If Caroline Ellison had worn a Naomi Novik T-shirt and put the Scholomance books in her Twitter profile and told her crypto clients “Trust me, I read fantasy novels and I know what the Right Thing is,” it would still not have been Naomi Novik’s fault.
It wouldn’t have been the fault of the abstract concept of “you can either do the thing that’s easy and safe or you can do the thing that’s hard and scary but right, and being a good person is doing the right thing”. Plenty of people have read fantasy novels like that and not wrecked depository institutions. Not just in terms of moral responsibility, but actual causality, I’d be surprised if that was really in actual fact a key driver in the decisions that Caroline Ellison made; maybe she used that to rationalize that afterwards, but I doubt it’s what was going through her mind on the fatal day that FTX used customer deposits to pay back Alameda creditors (if that’s in fact when FTX first touched customer deposits). Pride did it, I’d sooner guess, or the desire to not not not be in this universe going so badly and taking the only step that preserved the feeling that everything could still be okay.

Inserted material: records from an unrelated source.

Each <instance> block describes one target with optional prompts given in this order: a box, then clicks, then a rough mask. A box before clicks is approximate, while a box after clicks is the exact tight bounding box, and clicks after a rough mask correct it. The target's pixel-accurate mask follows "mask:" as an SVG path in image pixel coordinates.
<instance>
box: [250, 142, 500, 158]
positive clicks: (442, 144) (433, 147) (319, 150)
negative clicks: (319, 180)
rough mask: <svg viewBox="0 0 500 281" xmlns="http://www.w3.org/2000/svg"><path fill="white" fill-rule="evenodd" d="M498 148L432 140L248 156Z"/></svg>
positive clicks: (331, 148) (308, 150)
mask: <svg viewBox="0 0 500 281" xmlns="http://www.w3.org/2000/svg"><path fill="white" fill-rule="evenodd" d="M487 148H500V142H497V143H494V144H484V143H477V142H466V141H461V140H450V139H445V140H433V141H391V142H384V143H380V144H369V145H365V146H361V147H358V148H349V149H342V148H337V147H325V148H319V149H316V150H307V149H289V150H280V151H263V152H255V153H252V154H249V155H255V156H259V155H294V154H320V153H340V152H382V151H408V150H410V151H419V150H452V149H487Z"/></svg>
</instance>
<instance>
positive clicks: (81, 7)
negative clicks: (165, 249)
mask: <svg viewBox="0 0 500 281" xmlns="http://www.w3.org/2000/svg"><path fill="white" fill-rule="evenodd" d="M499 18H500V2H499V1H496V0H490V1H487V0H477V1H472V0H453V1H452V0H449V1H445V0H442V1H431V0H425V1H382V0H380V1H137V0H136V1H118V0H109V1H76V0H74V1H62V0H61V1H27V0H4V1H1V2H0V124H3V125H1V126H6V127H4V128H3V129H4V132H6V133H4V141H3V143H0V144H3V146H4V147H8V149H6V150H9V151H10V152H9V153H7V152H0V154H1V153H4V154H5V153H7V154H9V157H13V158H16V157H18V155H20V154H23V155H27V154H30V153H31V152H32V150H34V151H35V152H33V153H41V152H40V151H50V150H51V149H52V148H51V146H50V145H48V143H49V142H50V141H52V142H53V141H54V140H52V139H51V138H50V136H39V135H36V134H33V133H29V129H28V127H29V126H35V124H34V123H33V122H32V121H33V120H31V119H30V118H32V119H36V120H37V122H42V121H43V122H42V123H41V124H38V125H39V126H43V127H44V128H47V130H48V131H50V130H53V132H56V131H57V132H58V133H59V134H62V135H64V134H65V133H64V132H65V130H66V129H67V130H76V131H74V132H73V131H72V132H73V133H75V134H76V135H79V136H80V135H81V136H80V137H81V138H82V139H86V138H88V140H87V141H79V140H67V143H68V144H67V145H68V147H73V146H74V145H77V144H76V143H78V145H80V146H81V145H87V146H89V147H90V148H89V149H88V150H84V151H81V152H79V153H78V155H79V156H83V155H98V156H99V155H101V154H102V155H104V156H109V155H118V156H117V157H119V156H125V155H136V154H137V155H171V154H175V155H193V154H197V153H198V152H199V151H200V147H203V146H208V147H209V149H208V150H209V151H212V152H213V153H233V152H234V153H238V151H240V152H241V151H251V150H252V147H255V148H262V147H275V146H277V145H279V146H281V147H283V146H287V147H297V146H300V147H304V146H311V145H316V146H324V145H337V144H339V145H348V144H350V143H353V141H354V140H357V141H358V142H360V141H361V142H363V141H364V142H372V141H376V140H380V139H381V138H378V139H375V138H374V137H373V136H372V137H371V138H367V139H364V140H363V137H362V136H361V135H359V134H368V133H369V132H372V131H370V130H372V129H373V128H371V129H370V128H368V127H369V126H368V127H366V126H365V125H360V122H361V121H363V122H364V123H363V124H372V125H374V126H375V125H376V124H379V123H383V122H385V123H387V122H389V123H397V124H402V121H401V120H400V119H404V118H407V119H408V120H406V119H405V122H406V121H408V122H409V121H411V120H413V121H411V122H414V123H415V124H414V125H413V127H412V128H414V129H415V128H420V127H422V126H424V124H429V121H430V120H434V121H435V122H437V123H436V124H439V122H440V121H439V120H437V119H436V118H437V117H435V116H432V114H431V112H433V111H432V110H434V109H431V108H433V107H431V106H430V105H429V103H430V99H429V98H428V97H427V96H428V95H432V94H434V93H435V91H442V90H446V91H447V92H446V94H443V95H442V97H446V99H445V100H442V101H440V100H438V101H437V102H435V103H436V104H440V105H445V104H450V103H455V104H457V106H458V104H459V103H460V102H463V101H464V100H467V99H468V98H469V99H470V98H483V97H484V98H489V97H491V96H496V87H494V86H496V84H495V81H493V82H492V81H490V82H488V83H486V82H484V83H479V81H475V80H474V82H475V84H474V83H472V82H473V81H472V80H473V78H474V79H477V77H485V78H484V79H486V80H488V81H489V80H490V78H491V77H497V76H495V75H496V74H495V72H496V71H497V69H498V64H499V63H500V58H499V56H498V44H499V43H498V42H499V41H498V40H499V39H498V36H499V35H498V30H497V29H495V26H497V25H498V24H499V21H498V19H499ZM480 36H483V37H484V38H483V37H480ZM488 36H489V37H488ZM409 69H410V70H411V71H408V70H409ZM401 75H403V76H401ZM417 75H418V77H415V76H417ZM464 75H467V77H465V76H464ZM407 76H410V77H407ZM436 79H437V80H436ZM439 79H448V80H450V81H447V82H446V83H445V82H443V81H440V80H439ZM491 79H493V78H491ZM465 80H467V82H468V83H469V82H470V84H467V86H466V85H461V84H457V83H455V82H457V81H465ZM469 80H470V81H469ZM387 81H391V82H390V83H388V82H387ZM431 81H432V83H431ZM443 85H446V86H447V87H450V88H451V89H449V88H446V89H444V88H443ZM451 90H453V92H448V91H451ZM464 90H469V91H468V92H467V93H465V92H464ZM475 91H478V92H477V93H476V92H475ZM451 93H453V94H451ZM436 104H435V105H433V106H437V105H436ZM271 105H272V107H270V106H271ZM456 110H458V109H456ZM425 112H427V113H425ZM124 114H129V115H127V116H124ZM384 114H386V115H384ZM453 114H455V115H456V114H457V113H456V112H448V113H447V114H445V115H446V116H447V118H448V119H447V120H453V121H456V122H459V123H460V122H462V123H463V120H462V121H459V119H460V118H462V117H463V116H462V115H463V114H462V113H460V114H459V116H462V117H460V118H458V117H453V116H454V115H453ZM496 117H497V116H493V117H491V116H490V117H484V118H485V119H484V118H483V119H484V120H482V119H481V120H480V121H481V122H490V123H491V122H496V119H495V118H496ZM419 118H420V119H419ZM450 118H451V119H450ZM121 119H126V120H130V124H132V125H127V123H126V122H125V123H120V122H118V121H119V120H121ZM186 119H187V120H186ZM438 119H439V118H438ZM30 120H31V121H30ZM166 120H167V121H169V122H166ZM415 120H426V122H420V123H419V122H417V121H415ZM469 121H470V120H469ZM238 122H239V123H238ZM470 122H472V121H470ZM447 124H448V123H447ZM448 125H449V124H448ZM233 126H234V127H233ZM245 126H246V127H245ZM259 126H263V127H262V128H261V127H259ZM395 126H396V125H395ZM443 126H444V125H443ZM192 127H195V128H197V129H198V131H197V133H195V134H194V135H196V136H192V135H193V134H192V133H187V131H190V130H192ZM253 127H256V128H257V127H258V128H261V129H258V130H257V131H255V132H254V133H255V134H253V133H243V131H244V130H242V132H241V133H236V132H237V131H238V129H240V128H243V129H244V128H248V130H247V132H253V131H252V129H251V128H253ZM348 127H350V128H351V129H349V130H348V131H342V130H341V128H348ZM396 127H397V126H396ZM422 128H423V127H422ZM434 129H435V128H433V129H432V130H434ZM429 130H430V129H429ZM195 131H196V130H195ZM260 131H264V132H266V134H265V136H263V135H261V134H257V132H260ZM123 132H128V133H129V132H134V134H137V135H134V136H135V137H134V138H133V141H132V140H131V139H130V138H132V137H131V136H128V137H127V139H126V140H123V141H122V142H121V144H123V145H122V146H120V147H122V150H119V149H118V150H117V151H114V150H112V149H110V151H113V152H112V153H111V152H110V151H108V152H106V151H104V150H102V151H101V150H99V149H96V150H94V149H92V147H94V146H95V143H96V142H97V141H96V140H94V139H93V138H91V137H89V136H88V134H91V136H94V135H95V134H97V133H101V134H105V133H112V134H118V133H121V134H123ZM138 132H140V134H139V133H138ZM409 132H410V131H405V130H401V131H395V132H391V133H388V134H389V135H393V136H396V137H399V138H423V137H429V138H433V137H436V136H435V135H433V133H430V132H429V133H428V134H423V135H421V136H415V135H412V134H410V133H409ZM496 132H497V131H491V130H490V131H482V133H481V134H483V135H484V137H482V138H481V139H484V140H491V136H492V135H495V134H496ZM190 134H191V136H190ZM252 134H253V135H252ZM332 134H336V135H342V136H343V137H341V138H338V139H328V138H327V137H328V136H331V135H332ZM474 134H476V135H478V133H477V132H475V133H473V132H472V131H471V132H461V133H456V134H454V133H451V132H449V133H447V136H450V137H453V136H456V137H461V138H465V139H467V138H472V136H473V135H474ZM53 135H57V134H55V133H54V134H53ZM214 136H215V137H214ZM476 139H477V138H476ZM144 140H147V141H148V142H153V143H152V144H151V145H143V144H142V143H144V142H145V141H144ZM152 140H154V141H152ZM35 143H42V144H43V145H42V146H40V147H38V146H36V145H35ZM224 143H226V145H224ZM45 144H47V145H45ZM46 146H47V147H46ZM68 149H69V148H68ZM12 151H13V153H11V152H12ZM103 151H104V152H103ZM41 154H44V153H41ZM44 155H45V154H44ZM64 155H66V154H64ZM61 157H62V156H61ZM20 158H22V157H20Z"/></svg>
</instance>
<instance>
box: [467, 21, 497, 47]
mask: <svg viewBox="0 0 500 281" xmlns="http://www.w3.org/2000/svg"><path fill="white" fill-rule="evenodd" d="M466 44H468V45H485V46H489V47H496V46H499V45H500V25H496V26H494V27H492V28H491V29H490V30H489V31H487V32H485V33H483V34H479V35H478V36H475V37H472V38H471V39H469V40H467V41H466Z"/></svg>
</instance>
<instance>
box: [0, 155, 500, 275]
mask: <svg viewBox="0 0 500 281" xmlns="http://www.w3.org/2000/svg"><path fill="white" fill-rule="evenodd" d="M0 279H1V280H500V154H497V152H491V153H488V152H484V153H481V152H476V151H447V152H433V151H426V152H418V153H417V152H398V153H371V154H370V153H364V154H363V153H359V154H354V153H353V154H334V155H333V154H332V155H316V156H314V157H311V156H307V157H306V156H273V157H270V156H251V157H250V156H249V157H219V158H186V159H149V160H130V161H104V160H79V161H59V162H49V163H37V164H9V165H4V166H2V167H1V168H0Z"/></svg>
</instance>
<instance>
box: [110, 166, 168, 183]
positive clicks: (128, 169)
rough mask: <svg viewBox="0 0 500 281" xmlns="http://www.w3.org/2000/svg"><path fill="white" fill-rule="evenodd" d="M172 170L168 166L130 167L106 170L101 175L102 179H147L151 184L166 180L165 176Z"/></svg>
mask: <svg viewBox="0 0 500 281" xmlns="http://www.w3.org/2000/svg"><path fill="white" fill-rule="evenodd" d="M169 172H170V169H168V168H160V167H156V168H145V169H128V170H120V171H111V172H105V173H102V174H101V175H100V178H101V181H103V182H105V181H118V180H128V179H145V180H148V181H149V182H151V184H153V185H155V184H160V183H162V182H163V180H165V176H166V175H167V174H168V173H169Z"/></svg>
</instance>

Who’s at fault for FTX’s wrongdoing?
FTX.
Ask a simple question, get a simple answer.
You have no right to blame yourself any more than that. You weren’t that important.
If there’s anyone other than FTX who’s really to blame, here, it’s me. I’ve written some fiction that tries to walk people through the experience of abandoning sunk costs and facing reality. Including my most recent work.
Caroline Ellison, according to her tumblr, had even started reading it...
But her liveblogs cut out before she got very far in.
I just wasn’t a good-enough writer; I lost my reader’s attention, and with it, perhaps, the world.
Now, some people might say here: “But Eliezer, aren’t you co-writing that story with another author?” And to this I can only reply: I see no reason why the existence of any other people in the universe ought to detract from my own sole accountability for everything that anyone does inside it.